Resûlullah Efendimiz’in çocuklara sevgisinin hiçbir zaman koşullu olmadığı, ayrım yapmaksızın bütün çocukları kapsadığı, belli şartlara bağlanmadığı açıktır. Çocukluk yıllarından itibaren O’nun hizmetinde bulunan, çok sevdiği ve kıymet verdiği Enes b. Mâlik radıyallahu anh; “Resûlullah’a tam on sene hizmet ettim. Bana bir defa bile ‘öf’ demedi. Yaptığım bir şeyden dolayı ‘Niye böyle yaptın?’ diye azarlamadığı gibi, yapmadığım bir şey sebebiyle ‘Şöyle yapsan olmaz mıydı?’ demedi” buyurmuştur. (Buhârî, Savm 53, Menâkıb 23; Müslim, Fezâil 82)
Çocukların en büyük ihtiyaçlarından olan ve “koşulsuz sevgi” olarak tanımlanan bu duygu, çocuğu yaptığı ya da olduğu şeyden veya başarılarından bağımsız olarak, sırf “o” olduğu için sevmek, önemsemektir. Ne olursa olsun sevildiğini, değerli olduğunu ve içtenlikle kabul gördüğünü ona hissettirmektir.
Koşulsuz sevgide “Eğer böyle davranırsan seni severim” ya da “Şunu yaparsan benim sevgimi hak edersin” mesajı veya iması yoktur. Sevgi bir ödül değil, çocuğun varoluşuyla birlikte ona sunulan bir güvencedir. Örneğin çocuk sınavdan düşük not aldığında ona başarısız hissettirmemek; aksine, aldığı notun onun değerini belirlemeyeceğini göstermektir. İstenmeyen bir davranışta bulundu diye sinirlenip sevgiyi geri çekmek yerine, yalnızca bu davranıştan ötürü duyulan rahatsızlığın dile getirilmesidir.
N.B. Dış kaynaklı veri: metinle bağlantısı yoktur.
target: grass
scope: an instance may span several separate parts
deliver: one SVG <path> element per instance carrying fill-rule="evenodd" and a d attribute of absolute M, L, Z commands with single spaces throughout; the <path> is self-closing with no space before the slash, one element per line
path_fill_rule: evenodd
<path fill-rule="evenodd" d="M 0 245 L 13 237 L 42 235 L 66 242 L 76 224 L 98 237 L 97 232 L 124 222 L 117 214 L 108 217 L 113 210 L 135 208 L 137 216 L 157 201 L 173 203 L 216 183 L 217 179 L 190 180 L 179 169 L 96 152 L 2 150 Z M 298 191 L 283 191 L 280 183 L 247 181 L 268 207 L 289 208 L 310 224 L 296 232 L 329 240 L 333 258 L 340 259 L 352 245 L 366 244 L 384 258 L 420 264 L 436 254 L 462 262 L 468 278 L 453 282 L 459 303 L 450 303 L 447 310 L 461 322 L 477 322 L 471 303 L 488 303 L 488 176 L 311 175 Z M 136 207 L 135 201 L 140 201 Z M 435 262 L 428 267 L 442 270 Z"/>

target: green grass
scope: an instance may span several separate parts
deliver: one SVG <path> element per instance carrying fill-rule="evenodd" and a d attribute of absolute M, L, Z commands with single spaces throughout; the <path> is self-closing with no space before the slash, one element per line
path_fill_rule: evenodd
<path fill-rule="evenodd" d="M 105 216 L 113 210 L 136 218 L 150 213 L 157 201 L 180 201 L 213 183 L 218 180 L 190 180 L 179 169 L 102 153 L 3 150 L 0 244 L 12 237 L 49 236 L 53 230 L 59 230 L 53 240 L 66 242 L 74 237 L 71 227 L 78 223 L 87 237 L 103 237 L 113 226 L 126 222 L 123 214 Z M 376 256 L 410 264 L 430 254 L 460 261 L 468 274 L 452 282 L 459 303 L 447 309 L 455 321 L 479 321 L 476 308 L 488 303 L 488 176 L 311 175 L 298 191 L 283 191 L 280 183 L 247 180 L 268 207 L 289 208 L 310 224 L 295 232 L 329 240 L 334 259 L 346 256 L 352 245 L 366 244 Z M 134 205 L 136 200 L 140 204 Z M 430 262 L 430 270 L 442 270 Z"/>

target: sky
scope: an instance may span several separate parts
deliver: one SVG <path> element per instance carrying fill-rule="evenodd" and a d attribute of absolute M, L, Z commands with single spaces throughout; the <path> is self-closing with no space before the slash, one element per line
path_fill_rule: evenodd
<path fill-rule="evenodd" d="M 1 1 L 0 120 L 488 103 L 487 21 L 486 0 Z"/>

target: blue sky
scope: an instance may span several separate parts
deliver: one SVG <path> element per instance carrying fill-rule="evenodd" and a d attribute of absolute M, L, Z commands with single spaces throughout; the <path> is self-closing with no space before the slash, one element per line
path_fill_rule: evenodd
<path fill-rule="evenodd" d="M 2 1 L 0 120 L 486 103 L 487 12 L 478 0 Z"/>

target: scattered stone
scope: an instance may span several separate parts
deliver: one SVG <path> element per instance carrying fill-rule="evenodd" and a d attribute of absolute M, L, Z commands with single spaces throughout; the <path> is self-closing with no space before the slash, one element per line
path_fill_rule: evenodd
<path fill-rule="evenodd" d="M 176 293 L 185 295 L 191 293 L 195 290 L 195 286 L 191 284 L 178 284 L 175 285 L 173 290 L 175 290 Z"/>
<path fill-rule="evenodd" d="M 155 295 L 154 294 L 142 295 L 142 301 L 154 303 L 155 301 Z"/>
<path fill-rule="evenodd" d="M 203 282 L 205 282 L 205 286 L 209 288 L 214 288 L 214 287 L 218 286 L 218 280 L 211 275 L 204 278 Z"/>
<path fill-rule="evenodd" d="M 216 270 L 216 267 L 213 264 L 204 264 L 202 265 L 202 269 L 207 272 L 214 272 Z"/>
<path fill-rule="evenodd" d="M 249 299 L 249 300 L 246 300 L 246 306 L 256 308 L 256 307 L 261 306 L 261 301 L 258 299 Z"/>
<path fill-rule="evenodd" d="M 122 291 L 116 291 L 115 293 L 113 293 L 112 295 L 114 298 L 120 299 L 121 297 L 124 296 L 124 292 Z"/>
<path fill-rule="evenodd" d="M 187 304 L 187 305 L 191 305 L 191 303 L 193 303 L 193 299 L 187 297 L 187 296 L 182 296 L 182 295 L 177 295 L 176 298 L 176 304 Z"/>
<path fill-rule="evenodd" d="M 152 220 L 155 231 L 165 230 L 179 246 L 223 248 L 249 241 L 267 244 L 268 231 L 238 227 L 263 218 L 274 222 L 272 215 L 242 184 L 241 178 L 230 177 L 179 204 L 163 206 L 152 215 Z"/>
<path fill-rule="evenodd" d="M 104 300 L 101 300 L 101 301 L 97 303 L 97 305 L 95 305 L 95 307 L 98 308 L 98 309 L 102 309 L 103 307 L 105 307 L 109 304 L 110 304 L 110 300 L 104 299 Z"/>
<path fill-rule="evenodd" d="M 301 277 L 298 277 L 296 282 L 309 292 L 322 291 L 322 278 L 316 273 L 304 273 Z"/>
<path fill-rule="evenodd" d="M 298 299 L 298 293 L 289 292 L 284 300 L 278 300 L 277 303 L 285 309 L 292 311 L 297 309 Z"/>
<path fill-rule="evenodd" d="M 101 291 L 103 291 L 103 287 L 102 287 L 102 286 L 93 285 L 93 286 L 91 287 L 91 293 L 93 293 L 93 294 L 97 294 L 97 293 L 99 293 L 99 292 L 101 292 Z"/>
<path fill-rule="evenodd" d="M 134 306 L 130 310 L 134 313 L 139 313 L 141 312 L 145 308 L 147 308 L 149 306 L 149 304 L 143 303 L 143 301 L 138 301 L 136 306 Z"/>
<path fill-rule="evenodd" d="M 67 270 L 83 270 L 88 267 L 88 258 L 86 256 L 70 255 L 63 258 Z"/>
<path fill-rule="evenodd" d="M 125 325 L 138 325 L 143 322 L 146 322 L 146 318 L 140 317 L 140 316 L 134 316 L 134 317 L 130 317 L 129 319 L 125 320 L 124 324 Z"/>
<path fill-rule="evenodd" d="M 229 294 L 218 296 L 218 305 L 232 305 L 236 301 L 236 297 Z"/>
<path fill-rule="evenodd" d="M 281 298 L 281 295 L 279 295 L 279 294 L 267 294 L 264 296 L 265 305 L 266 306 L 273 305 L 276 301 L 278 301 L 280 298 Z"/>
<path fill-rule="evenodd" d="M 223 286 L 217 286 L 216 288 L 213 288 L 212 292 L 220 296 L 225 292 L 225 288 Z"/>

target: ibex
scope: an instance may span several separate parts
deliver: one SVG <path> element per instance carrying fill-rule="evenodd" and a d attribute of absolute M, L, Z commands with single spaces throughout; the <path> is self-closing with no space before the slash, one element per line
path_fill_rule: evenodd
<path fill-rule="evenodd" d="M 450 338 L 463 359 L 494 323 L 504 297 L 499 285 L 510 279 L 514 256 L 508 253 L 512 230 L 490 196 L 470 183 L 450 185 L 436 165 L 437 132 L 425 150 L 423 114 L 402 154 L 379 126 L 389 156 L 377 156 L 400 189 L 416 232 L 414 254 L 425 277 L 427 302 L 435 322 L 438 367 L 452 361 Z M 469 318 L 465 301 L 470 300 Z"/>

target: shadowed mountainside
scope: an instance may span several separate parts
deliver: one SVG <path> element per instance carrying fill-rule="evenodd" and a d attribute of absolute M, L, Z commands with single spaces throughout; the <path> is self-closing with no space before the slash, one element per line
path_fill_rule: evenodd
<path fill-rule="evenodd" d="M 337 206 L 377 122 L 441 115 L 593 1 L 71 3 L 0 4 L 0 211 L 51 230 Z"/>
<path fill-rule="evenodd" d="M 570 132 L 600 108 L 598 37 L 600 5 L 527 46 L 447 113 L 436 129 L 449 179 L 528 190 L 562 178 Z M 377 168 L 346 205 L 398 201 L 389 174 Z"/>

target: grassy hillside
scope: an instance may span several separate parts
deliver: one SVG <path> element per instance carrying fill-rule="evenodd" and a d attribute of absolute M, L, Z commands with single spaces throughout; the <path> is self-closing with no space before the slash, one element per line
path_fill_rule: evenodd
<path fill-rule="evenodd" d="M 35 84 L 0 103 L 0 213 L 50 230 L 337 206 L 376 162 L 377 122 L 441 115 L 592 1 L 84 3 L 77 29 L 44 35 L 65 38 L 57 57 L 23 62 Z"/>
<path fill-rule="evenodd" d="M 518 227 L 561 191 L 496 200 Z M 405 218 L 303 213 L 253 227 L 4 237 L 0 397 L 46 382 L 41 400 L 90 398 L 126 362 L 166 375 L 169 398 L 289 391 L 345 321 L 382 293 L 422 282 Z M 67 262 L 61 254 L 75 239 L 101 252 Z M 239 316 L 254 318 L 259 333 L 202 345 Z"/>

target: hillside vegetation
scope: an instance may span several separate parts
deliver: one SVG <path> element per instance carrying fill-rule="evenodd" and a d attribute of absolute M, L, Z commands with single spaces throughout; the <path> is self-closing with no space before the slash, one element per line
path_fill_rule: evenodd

Bu duruş, çocuğa “Sana olan sevgimi hiçbir şey değiştiremez ama annen/baban/büyüğün olarak hatanı görüp seni uyarmak, sana yol göstermek de vazifem” mesajı verir.
Koşulsuz ve çekincesiz bir sevgi, çocuğun mutlu, özgüvenli, kalbini açabilen ve empati kurabilen biri olarak büyümesi için temel zemini oluşturur. Duyguları kabul gören ve davranışından bağımsız değerlendirilen bu çocuk, hem ailesiyle güvenli bağ geliştirme fırsatı bulur hem de yapıcı eleştiriye açık hale gelir.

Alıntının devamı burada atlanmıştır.